Уленшпигель схватил мать руками, стараясь оторвать её от окна. Они услышали пронзительный крик — это кричал Клаас, тело которого горело с одной только стороны. Потом он умолк, и слёзы лились из его глаз и залили всю грудь.
Потом Сооткин и Уленшпигель услышали громкий крик толпы. Это граждане, женщины и дети кричали:
— Клаас присуждён к сожжению на большом огне, а не на медленном! Палач, раздувай скорей костёр!
Палач послушался, но огонь не разгорался.
— Задуши его, — кричали они. И в профоса полетели камни.
— Огонь, огонь! — вскрикнула Сооткин.
И действительно, большое красное пламя поднялось среди дыма к небу.
— Теперь он умирает, — говорила вдова, — Господи боже, прими эту невинную душу в милосердии твоём... Где король? Я бы ногтями вырвала у него сердце.
С колокольни несся погребальный звон.
Сооткин слышала ещё страшный крик Клааса, но она не видела, как в страшных муках извивалось его тело, как исказилось его лицо, как билась во все стороны его голова, ударяясь о столб. Возмущённый народ кричал, свистал, женщины и дети бросали камни. Вдруг вспыхнул разом весь костёр, и все услышали из-за дыма и пламени голос Клааса:
— Сооткин! Тиль!
И голова его тяжело, точно налитая свинцом, упала на грудь.

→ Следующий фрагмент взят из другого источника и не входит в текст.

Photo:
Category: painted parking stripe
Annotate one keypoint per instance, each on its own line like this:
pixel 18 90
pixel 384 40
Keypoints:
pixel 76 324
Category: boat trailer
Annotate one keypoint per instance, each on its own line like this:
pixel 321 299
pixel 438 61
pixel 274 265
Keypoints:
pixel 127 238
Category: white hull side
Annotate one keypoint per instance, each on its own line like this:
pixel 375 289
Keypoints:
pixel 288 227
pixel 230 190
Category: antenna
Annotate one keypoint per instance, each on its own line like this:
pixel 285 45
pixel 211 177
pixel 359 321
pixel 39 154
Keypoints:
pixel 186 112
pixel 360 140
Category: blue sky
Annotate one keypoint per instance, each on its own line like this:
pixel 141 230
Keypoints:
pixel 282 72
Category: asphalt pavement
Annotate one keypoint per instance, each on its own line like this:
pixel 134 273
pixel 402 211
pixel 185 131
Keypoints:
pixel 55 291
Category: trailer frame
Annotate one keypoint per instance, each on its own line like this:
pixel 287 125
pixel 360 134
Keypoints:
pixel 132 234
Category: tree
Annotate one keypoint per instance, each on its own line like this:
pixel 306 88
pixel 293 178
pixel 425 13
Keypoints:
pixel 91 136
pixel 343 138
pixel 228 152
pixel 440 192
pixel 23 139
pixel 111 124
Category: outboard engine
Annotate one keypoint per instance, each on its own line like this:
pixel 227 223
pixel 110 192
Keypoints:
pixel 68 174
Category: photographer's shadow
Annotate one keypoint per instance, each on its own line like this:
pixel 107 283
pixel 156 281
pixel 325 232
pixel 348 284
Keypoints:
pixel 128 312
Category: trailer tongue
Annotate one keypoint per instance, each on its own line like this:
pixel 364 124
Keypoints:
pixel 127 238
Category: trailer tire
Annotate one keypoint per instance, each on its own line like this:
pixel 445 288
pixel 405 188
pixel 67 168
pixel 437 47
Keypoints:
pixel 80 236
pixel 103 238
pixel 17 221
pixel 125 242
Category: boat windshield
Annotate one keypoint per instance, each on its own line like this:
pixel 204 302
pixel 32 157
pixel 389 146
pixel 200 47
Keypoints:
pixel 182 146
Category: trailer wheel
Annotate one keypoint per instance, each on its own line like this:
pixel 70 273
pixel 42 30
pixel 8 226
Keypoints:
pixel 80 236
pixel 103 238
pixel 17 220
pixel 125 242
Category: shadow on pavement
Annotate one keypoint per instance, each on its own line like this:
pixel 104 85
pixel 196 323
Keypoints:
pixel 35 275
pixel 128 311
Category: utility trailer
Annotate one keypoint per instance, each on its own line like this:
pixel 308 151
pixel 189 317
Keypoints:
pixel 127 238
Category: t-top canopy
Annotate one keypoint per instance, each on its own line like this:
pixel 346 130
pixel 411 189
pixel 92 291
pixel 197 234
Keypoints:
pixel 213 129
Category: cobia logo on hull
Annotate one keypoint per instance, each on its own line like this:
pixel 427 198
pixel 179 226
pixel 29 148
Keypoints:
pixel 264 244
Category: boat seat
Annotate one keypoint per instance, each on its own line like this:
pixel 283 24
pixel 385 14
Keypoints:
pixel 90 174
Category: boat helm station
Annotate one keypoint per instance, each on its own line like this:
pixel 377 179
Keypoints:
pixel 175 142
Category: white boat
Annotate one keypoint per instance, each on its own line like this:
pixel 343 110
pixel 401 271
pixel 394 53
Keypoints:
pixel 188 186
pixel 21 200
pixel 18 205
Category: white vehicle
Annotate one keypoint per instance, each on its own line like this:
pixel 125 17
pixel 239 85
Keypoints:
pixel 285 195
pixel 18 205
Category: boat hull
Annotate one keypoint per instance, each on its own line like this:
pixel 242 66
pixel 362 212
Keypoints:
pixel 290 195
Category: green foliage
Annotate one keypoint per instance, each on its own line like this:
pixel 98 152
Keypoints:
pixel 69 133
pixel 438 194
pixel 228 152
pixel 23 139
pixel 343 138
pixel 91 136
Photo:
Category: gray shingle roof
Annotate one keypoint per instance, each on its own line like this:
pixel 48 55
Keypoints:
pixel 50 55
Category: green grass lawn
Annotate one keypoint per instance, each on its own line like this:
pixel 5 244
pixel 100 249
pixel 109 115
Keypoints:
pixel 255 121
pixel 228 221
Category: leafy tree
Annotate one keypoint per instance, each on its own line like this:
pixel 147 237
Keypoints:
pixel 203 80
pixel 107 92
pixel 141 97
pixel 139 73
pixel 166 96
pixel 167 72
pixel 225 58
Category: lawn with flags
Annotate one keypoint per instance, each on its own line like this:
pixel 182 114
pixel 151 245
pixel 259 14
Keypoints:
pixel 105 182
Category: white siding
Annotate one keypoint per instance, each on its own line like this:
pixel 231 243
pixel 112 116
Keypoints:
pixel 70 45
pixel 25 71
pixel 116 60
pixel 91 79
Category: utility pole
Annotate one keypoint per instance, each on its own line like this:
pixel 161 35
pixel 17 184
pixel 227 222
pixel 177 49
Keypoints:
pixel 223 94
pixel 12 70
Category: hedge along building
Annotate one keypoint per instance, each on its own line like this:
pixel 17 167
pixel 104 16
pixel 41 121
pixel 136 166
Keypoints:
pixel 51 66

Жалобный, пронзительный крик донёсся из домика Катлины — и всё смолкло; только бедная сумасшедшая качала головой и приговаривала:
— Душа рвётся наружу!
Клаас умер. Выгоревший костёр рассыпался, тлея у подножья столба. Привязанное к столбу за шею тело Клааса обуглилось и скорчилось.
С колокольни собора Богоматери несся погребальный звон.
LXXV
В доме Катлины, выпрямившись, у стены неподвижно стояла, опустив голову, Сооткин; не говоря ни слова, не плача, она обхватила руками Уленшпигеля.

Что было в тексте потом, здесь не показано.